I believe that life is horribly unfair. Good people get sick and die, friends and family are taken away in a moments notice, and some never get to see their first year. I work as a nursing assistant so death is something I face on a daily basis, but it never fails to shock me. There are those people who want to live, and are struggling to live, who’s lives are cut short. Then there are those who have lost all hope and want nothing more but to find an end to their suffering, and their death is long and drawn out. Yet, nothing compares to losing a loved one.
I was twelve when my grand father passed away, and the pain couldn’t compare to anything I’ve ever felt. He had cancer, it was devastating on his body, he turned to a skeleton, a meek sick scary skeleton. He once was a large man, a chubby cuddly diabetic, full of wit and love. The way the cancer distorted his body I was to perturbed to say goodbye. He suffered, it was unfair.

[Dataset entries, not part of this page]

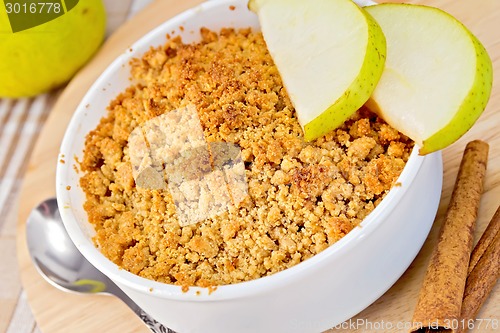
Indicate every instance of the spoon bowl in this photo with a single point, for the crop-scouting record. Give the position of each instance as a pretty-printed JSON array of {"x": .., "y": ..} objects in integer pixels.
[{"x": 61, "y": 264}]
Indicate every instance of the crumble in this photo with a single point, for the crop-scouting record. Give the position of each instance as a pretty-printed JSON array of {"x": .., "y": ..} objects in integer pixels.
[{"x": 302, "y": 196}]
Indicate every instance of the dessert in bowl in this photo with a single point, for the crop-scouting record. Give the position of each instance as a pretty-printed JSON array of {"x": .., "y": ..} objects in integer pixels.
[{"x": 314, "y": 293}]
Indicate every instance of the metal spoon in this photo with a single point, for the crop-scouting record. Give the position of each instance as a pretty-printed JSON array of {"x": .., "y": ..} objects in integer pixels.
[{"x": 59, "y": 261}]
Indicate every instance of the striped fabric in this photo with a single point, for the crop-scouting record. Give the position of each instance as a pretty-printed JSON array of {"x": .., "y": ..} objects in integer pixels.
[{"x": 21, "y": 121}]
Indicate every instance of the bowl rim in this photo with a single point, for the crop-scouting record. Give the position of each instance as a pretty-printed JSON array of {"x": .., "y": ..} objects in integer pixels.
[{"x": 221, "y": 292}]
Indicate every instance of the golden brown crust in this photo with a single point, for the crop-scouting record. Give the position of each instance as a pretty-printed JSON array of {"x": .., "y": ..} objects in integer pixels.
[{"x": 302, "y": 198}]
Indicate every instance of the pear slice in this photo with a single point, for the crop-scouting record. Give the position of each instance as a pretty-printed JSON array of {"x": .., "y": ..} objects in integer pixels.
[
  {"x": 438, "y": 76},
  {"x": 330, "y": 55}
]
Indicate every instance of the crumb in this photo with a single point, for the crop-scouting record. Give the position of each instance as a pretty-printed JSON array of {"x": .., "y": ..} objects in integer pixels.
[
  {"x": 302, "y": 196},
  {"x": 211, "y": 289}
]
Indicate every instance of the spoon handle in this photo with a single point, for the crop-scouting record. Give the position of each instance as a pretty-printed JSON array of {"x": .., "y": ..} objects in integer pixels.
[{"x": 153, "y": 325}]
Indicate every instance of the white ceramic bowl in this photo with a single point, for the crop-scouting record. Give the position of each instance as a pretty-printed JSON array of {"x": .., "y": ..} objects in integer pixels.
[{"x": 314, "y": 295}]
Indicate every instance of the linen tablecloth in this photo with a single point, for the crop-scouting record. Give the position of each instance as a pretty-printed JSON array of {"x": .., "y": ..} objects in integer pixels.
[{"x": 20, "y": 123}]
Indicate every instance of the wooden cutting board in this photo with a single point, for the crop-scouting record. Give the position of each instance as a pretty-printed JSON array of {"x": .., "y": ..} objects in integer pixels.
[{"x": 56, "y": 311}]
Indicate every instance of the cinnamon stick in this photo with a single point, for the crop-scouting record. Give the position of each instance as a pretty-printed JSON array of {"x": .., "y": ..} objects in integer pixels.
[
  {"x": 483, "y": 276},
  {"x": 486, "y": 239},
  {"x": 440, "y": 299}
]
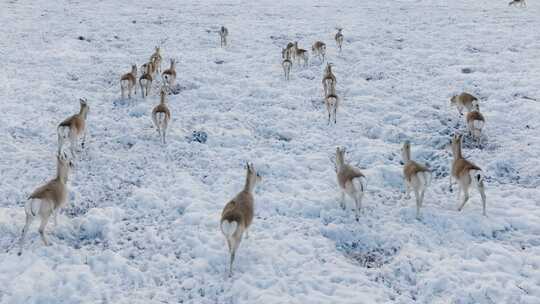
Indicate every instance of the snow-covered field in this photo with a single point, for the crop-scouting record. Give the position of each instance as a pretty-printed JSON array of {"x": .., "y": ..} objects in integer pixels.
[{"x": 143, "y": 221}]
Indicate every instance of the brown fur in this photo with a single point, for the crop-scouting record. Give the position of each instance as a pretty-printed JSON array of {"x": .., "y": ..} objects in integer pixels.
[
  {"x": 339, "y": 39},
  {"x": 47, "y": 199},
  {"x": 156, "y": 59},
  {"x": 147, "y": 77},
  {"x": 74, "y": 128},
  {"x": 411, "y": 168},
  {"x": 161, "y": 125},
  {"x": 463, "y": 100},
  {"x": 350, "y": 181},
  {"x": 474, "y": 115},
  {"x": 239, "y": 211},
  {"x": 170, "y": 73},
  {"x": 467, "y": 175},
  {"x": 319, "y": 49},
  {"x": 300, "y": 54}
]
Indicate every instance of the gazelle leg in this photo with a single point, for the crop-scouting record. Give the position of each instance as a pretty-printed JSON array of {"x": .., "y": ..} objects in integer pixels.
[
  {"x": 44, "y": 221},
  {"x": 342, "y": 201},
  {"x": 418, "y": 203},
  {"x": 29, "y": 219},
  {"x": 465, "y": 198}
]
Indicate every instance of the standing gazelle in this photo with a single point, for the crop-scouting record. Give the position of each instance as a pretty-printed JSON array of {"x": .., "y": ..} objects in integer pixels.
[
  {"x": 161, "y": 117},
  {"x": 223, "y": 33},
  {"x": 237, "y": 214},
  {"x": 467, "y": 175},
  {"x": 73, "y": 128},
  {"x": 156, "y": 59},
  {"x": 146, "y": 79},
  {"x": 339, "y": 38},
  {"x": 48, "y": 199},
  {"x": 463, "y": 100},
  {"x": 332, "y": 102},
  {"x": 351, "y": 182},
  {"x": 169, "y": 75},
  {"x": 129, "y": 81},
  {"x": 416, "y": 177},
  {"x": 329, "y": 80},
  {"x": 300, "y": 54},
  {"x": 475, "y": 122},
  {"x": 287, "y": 63},
  {"x": 319, "y": 50}
]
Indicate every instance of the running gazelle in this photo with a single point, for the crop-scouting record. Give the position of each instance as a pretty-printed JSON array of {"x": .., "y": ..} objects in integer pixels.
[
  {"x": 351, "y": 181},
  {"x": 48, "y": 199},
  {"x": 128, "y": 82},
  {"x": 237, "y": 214},
  {"x": 467, "y": 175},
  {"x": 161, "y": 117},
  {"x": 416, "y": 177},
  {"x": 73, "y": 128}
]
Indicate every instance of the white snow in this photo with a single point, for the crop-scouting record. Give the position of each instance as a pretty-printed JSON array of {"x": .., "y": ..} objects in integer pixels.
[{"x": 142, "y": 224}]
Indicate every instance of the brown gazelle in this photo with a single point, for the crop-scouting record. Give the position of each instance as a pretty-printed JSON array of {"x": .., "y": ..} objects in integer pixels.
[
  {"x": 48, "y": 199},
  {"x": 332, "y": 102},
  {"x": 339, "y": 38},
  {"x": 351, "y": 181},
  {"x": 475, "y": 122},
  {"x": 237, "y": 214},
  {"x": 146, "y": 79},
  {"x": 156, "y": 59},
  {"x": 467, "y": 174},
  {"x": 169, "y": 75},
  {"x": 416, "y": 177},
  {"x": 300, "y": 54},
  {"x": 287, "y": 63},
  {"x": 223, "y": 33},
  {"x": 290, "y": 49},
  {"x": 319, "y": 50},
  {"x": 73, "y": 128},
  {"x": 329, "y": 80},
  {"x": 516, "y": 2},
  {"x": 161, "y": 117},
  {"x": 463, "y": 100},
  {"x": 128, "y": 82}
]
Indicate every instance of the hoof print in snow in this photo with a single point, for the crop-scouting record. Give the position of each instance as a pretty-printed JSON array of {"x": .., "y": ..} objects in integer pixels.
[
  {"x": 368, "y": 257},
  {"x": 198, "y": 136},
  {"x": 175, "y": 90}
]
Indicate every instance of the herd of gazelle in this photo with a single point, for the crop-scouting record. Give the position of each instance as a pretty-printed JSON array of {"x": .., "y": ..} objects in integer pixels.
[
  {"x": 237, "y": 215},
  {"x": 292, "y": 52}
]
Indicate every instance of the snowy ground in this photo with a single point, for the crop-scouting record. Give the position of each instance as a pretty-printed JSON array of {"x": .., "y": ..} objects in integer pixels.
[{"x": 142, "y": 225}]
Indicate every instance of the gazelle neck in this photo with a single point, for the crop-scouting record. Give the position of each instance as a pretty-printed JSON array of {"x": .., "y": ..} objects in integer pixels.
[
  {"x": 250, "y": 182},
  {"x": 406, "y": 154},
  {"x": 456, "y": 149},
  {"x": 62, "y": 172}
]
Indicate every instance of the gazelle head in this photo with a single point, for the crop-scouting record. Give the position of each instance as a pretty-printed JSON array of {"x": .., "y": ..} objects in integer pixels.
[
  {"x": 453, "y": 100},
  {"x": 253, "y": 177},
  {"x": 64, "y": 165},
  {"x": 84, "y": 107},
  {"x": 456, "y": 144},
  {"x": 475, "y": 106},
  {"x": 340, "y": 156},
  {"x": 162, "y": 94},
  {"x": 406, "y": 152}
]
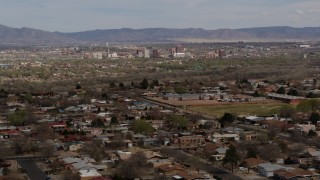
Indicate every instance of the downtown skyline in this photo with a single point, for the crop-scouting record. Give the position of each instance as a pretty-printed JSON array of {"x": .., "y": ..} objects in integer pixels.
[{"x": 82, "y": 15}]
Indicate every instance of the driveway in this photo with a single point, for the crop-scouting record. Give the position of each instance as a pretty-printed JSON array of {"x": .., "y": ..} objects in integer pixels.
[{"x": 32, "y": 170}]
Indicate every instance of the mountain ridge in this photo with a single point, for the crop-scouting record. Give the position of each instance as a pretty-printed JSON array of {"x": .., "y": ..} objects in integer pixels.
[{"x": 29, "y": 36}]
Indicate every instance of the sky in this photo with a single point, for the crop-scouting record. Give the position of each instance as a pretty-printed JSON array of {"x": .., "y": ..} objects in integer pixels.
[{"x": 82, "y": 15}]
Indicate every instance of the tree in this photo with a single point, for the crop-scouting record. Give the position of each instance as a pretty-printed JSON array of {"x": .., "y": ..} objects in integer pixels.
[
  {"x": 226, "y": 118},
  {"x": 293, "y": 92},
  {"x": 78, "y": 86},
  {"x": 70, "y": 175},
  {"x": 180, "y": 89},
  {"x": 144, "y": 84},
  {"x": 312, "y": 133},
  {"x": 121, "y": 85},
  {"x": 231, "y": 157},
  {"x": 114, "y": 120},
  {"x": 47, "y": 150},
  {"x": 134, "y": 167},
  {"x": 312, "y": 95},
  {"x": 97, "y": 123},
  {"x": 142, "y": 126},
  {"x": 95, "y": 149},
  {"x": 281, "y": 90},
  {"x": 311, "y": 105},
  {"x": 251, "y": 152},
  {"x": 177, "y": 122},
  {"x": 17, "y": 118},
  {"x": 314, "y": 117},
  {"x": 112, "y": 85},
  {"x": 256, "y": 94},
  {"x": 44, "y": 132},
  {"x": 287, "y": 112},
  {"x": 269, "y": 152}
]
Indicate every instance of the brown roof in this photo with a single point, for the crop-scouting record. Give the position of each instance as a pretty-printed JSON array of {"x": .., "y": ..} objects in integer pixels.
[
  {"x": 293, "y": 173},
  {"x": 253, "y": 161},
  {"x": 169, "y": 167},
  {"x": 210, "y": 147},
  {"x": 190, "y": 175}
]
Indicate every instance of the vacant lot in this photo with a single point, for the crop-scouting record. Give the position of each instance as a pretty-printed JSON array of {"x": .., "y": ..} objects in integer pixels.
[{"x": 240, "y": 109}]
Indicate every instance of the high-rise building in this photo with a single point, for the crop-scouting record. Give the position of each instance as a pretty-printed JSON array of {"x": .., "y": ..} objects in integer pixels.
[
  {"x": 155, "y": 53},
  {"x": 179, "y": 49}
]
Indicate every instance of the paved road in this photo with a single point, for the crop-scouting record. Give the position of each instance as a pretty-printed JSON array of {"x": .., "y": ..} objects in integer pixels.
[{"x": 33, "y": 171}]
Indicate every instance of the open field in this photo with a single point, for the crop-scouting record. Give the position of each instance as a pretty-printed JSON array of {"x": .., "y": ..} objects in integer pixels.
[{"x": 259, "y": 109}]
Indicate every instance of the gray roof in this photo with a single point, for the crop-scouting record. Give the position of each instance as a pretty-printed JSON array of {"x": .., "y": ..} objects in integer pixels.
[
  {"x": 221, "y": 150},
  {"x": 270, "y": 167}
]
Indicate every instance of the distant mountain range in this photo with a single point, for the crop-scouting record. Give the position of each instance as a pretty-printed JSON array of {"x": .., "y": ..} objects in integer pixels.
[{"x": 28, "y": 36}]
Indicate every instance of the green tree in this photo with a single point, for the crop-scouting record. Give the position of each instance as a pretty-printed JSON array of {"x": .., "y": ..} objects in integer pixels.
[
  {"x": 251, "y": 152},
  {"x": 281, "y": 90},
  {"x": 78, "y": 86},
  {"x": 114, "y": 120},
  {"x": 142, "y": 126},
  {"x": 112, "y": 85},
  {"x": 293, "y": 92},
  {"x": 97, "y": 123},
  {"x": 311, "y": 105},
  {"x": 312, "y": 133},
  {"x": 226, "y": 118},
  {"x": 256, "y": 94},
  {"x": 17, "y": 118},
  {"x": 121, "y": 85},
  {"x": 144, "y": 84},
  {"x": 134, "y": 167},
  {"x": 231, "y": 157},
  {"x": 178, "y": 122},
  {"x": 180, "y": 89},
  {"x": 314, "y": 117},
  {"x": 287, "y": 111},
  {"x": 312, "y": 95}
]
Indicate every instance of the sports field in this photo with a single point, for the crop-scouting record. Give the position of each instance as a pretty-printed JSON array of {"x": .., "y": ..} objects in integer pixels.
[{"x": 262, "y": 109}]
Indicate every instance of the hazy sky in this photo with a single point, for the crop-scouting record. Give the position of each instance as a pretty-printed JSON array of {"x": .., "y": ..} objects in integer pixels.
[{"x": 80, "y": 15}]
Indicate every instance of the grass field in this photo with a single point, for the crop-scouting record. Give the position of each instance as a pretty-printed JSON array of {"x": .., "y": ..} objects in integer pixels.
[{"x": 240, "y": 109}]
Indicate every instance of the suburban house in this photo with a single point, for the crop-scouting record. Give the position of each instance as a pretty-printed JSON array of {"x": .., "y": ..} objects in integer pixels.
[
  {"x": 268, "y": 169},
  {"x": 252, "y": 163}
]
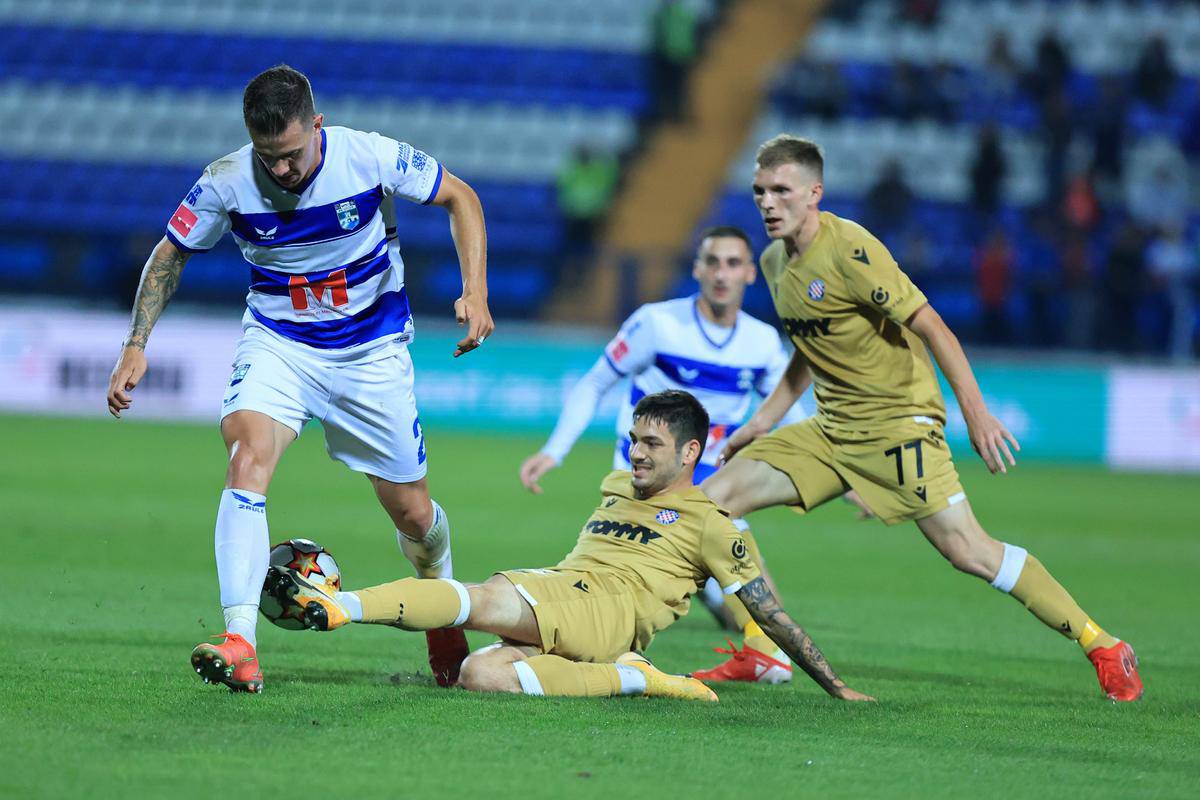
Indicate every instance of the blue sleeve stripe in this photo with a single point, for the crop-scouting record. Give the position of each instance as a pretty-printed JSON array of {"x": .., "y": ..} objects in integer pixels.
[
  {"x": 179, "y": 245},
  {"x": 437, "y": 185}
]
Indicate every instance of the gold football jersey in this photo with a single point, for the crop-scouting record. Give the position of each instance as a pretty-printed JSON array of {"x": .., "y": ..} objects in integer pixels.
[
  {"x": 664, "y": 546},
  {"x": 844, "y": 302}
]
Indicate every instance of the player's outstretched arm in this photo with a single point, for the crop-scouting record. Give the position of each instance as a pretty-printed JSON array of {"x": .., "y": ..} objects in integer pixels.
[
  {"x": 989, "y": 437},
  {"x": 765, "y": 607},
  {"x": 160, "y": 278},
  {"x": 471, "y": 242},
  {"x": 783, "y": 397}
]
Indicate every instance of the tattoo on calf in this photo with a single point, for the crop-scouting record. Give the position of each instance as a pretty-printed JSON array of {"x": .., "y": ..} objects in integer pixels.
[{"x": 765, "y": 607}]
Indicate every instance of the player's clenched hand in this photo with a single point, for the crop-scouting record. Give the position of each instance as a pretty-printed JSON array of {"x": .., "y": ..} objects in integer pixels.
[
  {"x": 741, "y": 438},
  {"x": 990, "y": 439},
  {"x": 533, "y": 468},
  {"x": 847, "y": 693},
  {"x": 129, "y": 371},
  {"x": 472, "y": 311}
]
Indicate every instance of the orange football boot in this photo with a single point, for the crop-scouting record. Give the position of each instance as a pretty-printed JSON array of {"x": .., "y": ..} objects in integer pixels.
[
  {"x": 233, "y": 662},
  {"x": 1116, "y": 668},
  {"x": 448, "y": 650},
  {"x": 747, "y": 665}
]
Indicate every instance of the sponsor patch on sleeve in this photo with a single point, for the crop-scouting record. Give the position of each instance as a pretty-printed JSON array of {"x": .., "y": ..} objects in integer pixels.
[{"x": 183, "y": 221}]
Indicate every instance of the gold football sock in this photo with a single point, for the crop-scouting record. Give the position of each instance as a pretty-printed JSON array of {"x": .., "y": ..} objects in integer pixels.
[
  {"x": 562, "y": 678},
  {"x": 1045, "y": 597},
  {"x": 415, "y": 603}
]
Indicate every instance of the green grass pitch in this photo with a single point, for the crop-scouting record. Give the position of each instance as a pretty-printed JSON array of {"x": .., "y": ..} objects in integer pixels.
[{"x": 109, "y": 581}]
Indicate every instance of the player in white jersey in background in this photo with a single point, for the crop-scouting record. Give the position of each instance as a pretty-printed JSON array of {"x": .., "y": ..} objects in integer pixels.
[
  {"x": 324, "y": 335},
  {"x": 703, "y": 344}
]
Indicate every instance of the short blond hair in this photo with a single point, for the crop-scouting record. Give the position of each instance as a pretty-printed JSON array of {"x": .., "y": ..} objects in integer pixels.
[{"x": 787, "y": 149}]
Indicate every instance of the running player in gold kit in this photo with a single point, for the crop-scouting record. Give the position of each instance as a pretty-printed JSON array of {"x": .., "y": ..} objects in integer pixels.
[
  {"x": 861, "y": 330},
  {"x": 575, "y": 630}
]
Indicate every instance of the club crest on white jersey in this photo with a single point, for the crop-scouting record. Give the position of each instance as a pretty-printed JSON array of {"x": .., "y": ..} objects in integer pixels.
[{"x": 324, "y": 269}]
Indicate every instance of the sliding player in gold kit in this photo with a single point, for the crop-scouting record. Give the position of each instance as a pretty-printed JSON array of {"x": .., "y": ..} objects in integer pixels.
[
  {"x": 576, "y": 630},
  {"x": 861, "y": 330}
]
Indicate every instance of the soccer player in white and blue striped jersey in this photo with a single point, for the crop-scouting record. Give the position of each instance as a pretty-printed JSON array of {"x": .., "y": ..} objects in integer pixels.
[
  {"x": 703, "y": 344},
  {"x": 324, "y": 335}
]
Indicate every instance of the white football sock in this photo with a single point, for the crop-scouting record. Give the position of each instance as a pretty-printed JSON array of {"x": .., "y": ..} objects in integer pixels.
[
  {"x": 352, "y": 605},
  {"x": 633, "y": 680},
  {"x": 243, "y": 548},
  {"x": 430, "y": 555}
]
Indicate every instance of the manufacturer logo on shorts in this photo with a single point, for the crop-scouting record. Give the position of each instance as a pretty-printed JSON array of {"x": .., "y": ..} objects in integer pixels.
[{"x": 347, "y": 215}]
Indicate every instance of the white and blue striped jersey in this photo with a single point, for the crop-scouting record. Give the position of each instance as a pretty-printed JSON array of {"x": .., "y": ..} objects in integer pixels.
[
  {"x": 324, "y": 268},
  {"x": 671, "y": 346}
]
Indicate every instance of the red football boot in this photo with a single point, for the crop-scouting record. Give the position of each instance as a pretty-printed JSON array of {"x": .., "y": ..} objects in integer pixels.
[
  {"x": 448, "y": 650},
  {"x": 747, "y": 665},
  {"x": 1116, "y": 668},
  {"x": 233, "y": 662}
]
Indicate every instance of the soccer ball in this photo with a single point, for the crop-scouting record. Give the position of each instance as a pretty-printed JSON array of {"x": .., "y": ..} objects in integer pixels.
[{"x": 312, "y": 561}]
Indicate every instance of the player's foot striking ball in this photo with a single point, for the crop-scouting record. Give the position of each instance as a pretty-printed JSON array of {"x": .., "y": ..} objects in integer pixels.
[{"x": 231, "y": 662}]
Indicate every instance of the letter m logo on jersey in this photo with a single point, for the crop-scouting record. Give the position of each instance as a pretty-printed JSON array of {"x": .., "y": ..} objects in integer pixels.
[{"x": 299, "y": 287}]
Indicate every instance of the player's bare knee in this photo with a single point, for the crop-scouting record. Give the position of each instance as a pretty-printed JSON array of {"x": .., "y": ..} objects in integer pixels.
[
  {"x": 250, "y": 467},
  {"x": 481, "y": 673}
]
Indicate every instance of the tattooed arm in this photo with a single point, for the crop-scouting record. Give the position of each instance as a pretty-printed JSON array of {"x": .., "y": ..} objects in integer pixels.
[
  {"x": 160, "y": 278},
  {"x": 765, "y": 608}
]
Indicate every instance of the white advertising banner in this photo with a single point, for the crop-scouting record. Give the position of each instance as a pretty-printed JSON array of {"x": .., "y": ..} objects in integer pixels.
[
  {"x": 59, "y": 362},
  {"x": 1153, "y": 417}
]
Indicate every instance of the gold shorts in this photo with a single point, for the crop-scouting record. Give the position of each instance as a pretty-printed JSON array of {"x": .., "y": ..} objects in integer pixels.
[
  {"x": 901, "y": 469},
  {"x": 581, "y": 615}
]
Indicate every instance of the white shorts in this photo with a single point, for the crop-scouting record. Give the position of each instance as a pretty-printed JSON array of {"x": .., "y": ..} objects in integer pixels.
[{"x": 367, "y": 409}]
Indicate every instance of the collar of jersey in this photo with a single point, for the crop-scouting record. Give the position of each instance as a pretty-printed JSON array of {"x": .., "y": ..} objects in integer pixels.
[
  {"x": 306, "y": 182},
  {"x": 700, "y": 324},
  {"x": 693, "y": 493}
]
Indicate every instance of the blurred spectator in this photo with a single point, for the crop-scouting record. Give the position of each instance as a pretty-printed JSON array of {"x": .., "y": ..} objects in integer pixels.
[
  {"x": 1080, "y": 206},
  {"x": 1171, "y": 262},
  {"x": 1051, "y": 66},
  {"x": 1157, "y": 186},
  {"x": 947, "y": 92},
  {"x": 1153, "y": 76},
  {"x": 675, "y": 48},
  {"x": 922, "y": 12},
  {"x": 1123, "y": 289},
  {"x": 1043, "y": 278},
  {"x": 1108, "y": 131},
  {"x": 814, "y": 88},
  {"x": 1079, "y": 286},
  {"x": 907, "y": 97},
  {"x": 1001, "y": 74},
  {"x": 1056, "y": 133},
  {"x": 988, "y": 172},
  {"x": 889, "y": 202},
  {"x": 994, "y": 268},
  {"x": 586, "y": 186}
]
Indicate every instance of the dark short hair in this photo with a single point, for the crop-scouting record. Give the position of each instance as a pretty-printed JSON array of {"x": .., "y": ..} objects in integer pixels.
[
  {"x": 682, "y": 413},
  {"x": 275, "y": 97},
  {"x": 726, "y": 232},
  {"x": 787, "y": 149}
]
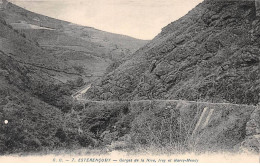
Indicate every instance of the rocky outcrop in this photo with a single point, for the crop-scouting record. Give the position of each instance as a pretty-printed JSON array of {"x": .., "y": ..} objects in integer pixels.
[
  {"x": 168, "y": 126},
  {"x": 252, "y": 140}
]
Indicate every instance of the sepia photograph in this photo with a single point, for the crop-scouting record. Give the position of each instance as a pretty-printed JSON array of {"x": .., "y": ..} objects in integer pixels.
[{"x": 130, "y": 81}]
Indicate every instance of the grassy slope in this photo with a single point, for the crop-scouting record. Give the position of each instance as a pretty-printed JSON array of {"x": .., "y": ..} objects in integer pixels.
[
  {"x": 81, "y": 47},
  {"x": 211, "y": 54}
]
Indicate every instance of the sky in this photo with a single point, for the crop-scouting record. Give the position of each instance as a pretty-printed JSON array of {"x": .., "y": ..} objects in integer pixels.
[{"x": 142, "y": 19}]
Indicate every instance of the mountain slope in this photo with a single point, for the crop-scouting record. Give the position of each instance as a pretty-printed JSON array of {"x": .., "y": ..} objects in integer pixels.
[
  {"x": 87, "y": 50},
  {"x": 211, "y": 54}
]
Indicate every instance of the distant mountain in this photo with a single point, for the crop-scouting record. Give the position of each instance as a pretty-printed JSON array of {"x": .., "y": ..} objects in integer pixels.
[
  {"x": 87, "y": 50},
  {"x": 211, "y": 54}
]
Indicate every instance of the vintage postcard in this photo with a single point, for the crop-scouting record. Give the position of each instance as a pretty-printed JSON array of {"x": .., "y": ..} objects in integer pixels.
[{"x": 129, "y": 81}]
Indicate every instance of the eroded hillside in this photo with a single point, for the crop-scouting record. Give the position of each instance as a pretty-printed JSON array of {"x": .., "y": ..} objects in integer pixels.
[{"x": 211, "y": 54}]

I knew a man once at the nursing home I worked at, a friendly fellow, wrinkly face and a large gut. Always he would flirt with nurses. One after noon he had a stomach ache, his vital signs were good, in the normal range. He was sent out to the hospital because he was just not himself. He died the next day, a hernia erupted inside his body.
My grandmother was outgoing, charming, she loved to shop and spoil her grandchildren. She hasn’t died, she is still alive in the sense that she breathes, and her heart beats, but she is no longer my grandmother. She has Alzheimer’s Disease, and she is only seventy years old. She no longer talks or laughs, she doesn’t remember who my mother is or my grandfather. Bathing is beyond her and getting her to eat is a chore. Its been hard on my mother especially, she has become her caretaker. My mother makes sure her mother is clean and fed, and goes above and beyond to make her life as normal as possible. Its sad really, watching my grandmother stare at the wall. I wonder if somehow she knows what’s going on or if part of her has left her body forever. My family suffers, the emotional stress of knowing my grandmother is no longer with us but having to still care for her body. My grandmother suffers, she will die, most likely by forgetting how to swallow she will choke on her food and leave us. This of all things is unfair.
I don’t know if there is an afterlife, or if god is a man or a woman. I don’t know if there is a heaven of a hell. I don’t know a lot of things, but I do know life is unfair. As long as I am here, living and breathing, I expect nothing to be fair. Small children will die of cancer, people will be murdered, depression will fuel suicides, and doctors and nurses will do there best to save as many as they can, but in the end its all unfair.